Abstract
Purpose.:
To study the prevalence of and relation between refractive and corneal astigmatism in white school children in Northern Ireland and to describe the association between refractive astigmatism and refractive error.
Methods.:
Stratified random clustering was used to recruit 1053 white children, 392 aged 6–7 years and 661 aged 12–13 years. Eye examinations included cycloplegic autorefraction and ocular biometric measures of axial length and corneal curvature.
Results.:
The prevalence of refractive astigmatism (≥1 DC) did not differ significantly between 6- to 7-year-old children (24%; 95% confidence interval [CI], 19–30) and 12- to 13-year-old children (20%; 95% CI, 14–25). The prevalence of corneal astigmatism (≥1 DC) also did not differ significantly between 6- to 7-year-old children (29%; 95% CI, 24–34) and 12- to 13-year-old children (25%; 95% CI, 21–28). While levels of refractive astigmatism and corneal astigmatism were similar, refractive astigmatism was predominantly oblique (76%; 95% CI, 67–85, of 6- to 7-year-olds; 59%; 95% CI, 48–70, of 12- to 13-year-olds), but corneal astigmatism was predominantly with-the-rule (80%; 95% CI, 72–87, of 6- to 7-year-olds; 82%; 95% CI, 74–90, of 12- to 13-year-olds). The prevalence of refractive astigmatism was associated with increasing myopia and hyperopia.
Conclusions.:
This study is the first to provide robust population-based data on the prevalence of astigmatism in white school children in the United Kingdom. The prevalence of refractive astigmatism and corneal astigmatism is stable between 6 and 7 years and 12 and 13 years, although this finding would need to be confirmed by prospective studies. There is a high prevalence of refractive and corneal astigmatism which is associated with ametropia.
Astigmatism is a clinically important condition
1 : it is associated with reduced visual acuity
2 and an increased risk of developing refractive amblyopia.
3,4 Furthermore, amblyopia treatment may be influenced by the orientation of the axis of astigmatism.
5 Two components of astigmatism can currently be independently measured: refractive astigmatism and corneal astigmatism, with the difference between these being due to internal astigmatism. Due to the effect of internal astigmatism, the magnitude of corneal astigmatism is generally greater than that of refractive astigmatism.
6,7
Although there have been numerous reports on the prevalence of refractive astigmatism in school children, studies on populations of children with European ancestry have given divergent data with a prevalence of 26%
8 in the United States compared with 6.7% in Australia
9 and 5.2% in Sweden,
10 and few studies are available on the prevalence and distribution of either refractive or corneal astigmatism in UK or Irish school children.
As the population of Northern Ireland is ethnically homogenous (99% white),
11 the purpose of the present study is to describe the prevalence of refractive astigmatism in white school children, facilitating comparisons with other population-based surveys examining school-age children of predominantly European origin in Europe, Australia, and the United States. The association between the spherical component of the refraction and presence of refractive astigmatism is also described, together with the relationship between refractive and corneal astigmatism.

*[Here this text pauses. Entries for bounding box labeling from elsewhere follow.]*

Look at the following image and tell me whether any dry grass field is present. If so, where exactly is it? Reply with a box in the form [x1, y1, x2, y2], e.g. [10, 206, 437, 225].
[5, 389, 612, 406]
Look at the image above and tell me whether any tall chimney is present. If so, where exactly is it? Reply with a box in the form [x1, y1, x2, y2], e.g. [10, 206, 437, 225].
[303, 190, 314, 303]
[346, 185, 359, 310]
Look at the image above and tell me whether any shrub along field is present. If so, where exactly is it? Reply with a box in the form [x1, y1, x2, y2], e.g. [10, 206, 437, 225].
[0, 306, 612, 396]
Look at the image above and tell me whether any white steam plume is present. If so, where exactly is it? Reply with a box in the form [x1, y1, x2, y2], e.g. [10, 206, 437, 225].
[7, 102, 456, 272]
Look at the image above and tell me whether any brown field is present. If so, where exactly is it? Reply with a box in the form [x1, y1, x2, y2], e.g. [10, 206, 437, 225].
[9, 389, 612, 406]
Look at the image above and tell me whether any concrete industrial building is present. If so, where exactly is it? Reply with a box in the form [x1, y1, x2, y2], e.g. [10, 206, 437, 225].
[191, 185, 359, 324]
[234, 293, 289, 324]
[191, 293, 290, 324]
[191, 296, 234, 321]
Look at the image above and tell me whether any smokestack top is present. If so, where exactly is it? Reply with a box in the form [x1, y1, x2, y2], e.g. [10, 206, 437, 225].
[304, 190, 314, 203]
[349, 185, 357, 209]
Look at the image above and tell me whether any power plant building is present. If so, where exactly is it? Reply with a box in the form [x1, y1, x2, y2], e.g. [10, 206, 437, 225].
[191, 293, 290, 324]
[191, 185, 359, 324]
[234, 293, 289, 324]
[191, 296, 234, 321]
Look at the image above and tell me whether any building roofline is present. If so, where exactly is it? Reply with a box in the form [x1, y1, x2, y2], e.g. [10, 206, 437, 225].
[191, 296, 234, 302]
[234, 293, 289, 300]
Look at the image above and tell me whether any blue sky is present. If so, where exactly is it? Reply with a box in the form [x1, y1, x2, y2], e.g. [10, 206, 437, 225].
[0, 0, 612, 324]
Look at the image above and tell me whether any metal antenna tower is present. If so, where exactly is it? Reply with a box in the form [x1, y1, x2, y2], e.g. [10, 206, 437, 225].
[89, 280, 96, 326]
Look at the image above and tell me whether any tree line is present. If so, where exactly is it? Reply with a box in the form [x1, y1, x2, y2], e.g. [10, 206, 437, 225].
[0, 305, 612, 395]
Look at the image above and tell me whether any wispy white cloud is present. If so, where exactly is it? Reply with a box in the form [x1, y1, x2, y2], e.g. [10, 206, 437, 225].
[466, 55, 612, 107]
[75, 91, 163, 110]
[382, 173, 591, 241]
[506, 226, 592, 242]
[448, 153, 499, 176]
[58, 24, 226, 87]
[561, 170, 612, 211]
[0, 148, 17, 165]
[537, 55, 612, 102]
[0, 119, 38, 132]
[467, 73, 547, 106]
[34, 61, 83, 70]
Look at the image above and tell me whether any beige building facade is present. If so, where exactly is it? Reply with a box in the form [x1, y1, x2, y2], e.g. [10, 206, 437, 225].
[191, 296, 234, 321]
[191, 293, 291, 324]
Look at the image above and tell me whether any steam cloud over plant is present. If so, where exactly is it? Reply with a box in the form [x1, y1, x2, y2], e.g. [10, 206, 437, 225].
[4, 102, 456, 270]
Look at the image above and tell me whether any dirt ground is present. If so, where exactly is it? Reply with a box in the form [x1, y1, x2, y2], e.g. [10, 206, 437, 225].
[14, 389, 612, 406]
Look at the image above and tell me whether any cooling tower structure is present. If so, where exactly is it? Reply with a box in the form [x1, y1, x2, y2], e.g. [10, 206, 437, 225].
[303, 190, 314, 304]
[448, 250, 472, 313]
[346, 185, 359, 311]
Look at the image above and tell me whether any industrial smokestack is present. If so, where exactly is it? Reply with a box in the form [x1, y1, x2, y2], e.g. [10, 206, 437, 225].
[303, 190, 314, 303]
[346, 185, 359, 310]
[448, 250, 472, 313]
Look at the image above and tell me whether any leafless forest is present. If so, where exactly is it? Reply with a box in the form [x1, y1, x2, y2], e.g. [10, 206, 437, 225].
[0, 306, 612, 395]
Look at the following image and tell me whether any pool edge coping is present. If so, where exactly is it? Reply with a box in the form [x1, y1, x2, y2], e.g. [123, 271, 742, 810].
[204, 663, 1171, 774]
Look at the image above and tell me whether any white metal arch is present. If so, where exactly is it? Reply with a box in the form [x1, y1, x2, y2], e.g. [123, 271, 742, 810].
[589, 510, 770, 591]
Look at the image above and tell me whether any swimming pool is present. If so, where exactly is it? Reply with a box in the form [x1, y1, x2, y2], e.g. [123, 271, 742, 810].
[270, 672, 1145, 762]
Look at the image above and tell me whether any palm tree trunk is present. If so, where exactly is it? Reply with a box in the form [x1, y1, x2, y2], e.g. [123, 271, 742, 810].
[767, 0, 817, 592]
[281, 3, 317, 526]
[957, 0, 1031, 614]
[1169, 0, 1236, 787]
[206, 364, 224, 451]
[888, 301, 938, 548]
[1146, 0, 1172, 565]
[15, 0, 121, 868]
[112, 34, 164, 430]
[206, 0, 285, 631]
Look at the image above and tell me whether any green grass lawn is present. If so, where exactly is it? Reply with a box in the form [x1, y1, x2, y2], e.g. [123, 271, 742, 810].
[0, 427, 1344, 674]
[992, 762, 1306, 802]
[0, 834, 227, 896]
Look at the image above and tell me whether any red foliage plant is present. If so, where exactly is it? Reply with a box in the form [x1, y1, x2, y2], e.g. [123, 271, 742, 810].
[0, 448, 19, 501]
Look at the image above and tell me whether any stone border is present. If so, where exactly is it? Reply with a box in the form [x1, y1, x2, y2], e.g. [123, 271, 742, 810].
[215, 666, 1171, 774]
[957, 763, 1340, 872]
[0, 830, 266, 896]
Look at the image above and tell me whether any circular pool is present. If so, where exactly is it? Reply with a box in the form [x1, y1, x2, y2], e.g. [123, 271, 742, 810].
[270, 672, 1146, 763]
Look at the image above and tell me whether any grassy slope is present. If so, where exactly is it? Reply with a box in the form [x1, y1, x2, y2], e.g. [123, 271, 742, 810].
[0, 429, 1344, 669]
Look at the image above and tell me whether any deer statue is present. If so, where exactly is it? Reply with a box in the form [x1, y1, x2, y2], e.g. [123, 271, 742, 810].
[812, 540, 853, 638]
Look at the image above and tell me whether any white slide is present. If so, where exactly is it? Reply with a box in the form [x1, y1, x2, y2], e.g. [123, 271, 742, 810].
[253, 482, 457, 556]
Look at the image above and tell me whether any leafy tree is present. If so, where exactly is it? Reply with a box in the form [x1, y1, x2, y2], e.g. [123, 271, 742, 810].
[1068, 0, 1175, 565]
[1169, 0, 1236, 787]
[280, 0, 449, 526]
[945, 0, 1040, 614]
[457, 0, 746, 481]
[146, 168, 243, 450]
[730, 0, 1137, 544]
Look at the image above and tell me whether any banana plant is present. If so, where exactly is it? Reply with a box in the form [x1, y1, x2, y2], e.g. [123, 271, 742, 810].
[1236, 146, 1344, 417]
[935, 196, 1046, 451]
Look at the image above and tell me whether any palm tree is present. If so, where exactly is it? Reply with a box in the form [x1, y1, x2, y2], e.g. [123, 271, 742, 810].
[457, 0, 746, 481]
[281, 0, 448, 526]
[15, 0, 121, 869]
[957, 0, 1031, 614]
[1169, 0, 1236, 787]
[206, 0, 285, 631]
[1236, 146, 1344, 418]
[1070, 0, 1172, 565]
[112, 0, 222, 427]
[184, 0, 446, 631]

All statistical analyses were carried out using commercially available software (Intercooled Stata 9.2; StataCorp, College Station, TX). As the distributions of refractive and corneal astigmatism are skewed toward lower levels of astigmatism, the median, interquartile ranges (IQR) and Spearman correlations have been used. Mann-Whitney U test (equivalent to the Wilcoxon rank sum test) was used to compare median levels of astigmatism by age. Prevalence estimates with 95% confidence intervals allowing for clustering of children within schools are presented. Here χ2 tests have been used to investigate age-group differences in both the prevalence of astigmatism (using three cutoffs: at least 1 DC, at least 1.5 DC, or at least 2DC) and prevalence of axes classification of astigmatism (WTR, ATR, or oblique). Kruskall-Wallis one-way analysis of variance was used to examine whether the median level of the spherical component of refraction and SER varied according to the axes classification of astigmatism. Results are considered statistically significant if P < 0.05.
Of the children invited to participate in the study, parental consent was obtained from 65% of 12- to 13-year-olds and 62% of 6- to 7-year-olds. Reflective of the Northern Irish population, 98.7% of participants were white, and this report presents data from 661 white children aged 12–13 years (50.5% male) and 392 white children aged 6–7 years (49.5% male). The mean ages of the two study groups were 13.1 years (range, 12.1–14.1) and 7.1 years (range, 6.3–7.8), respectively.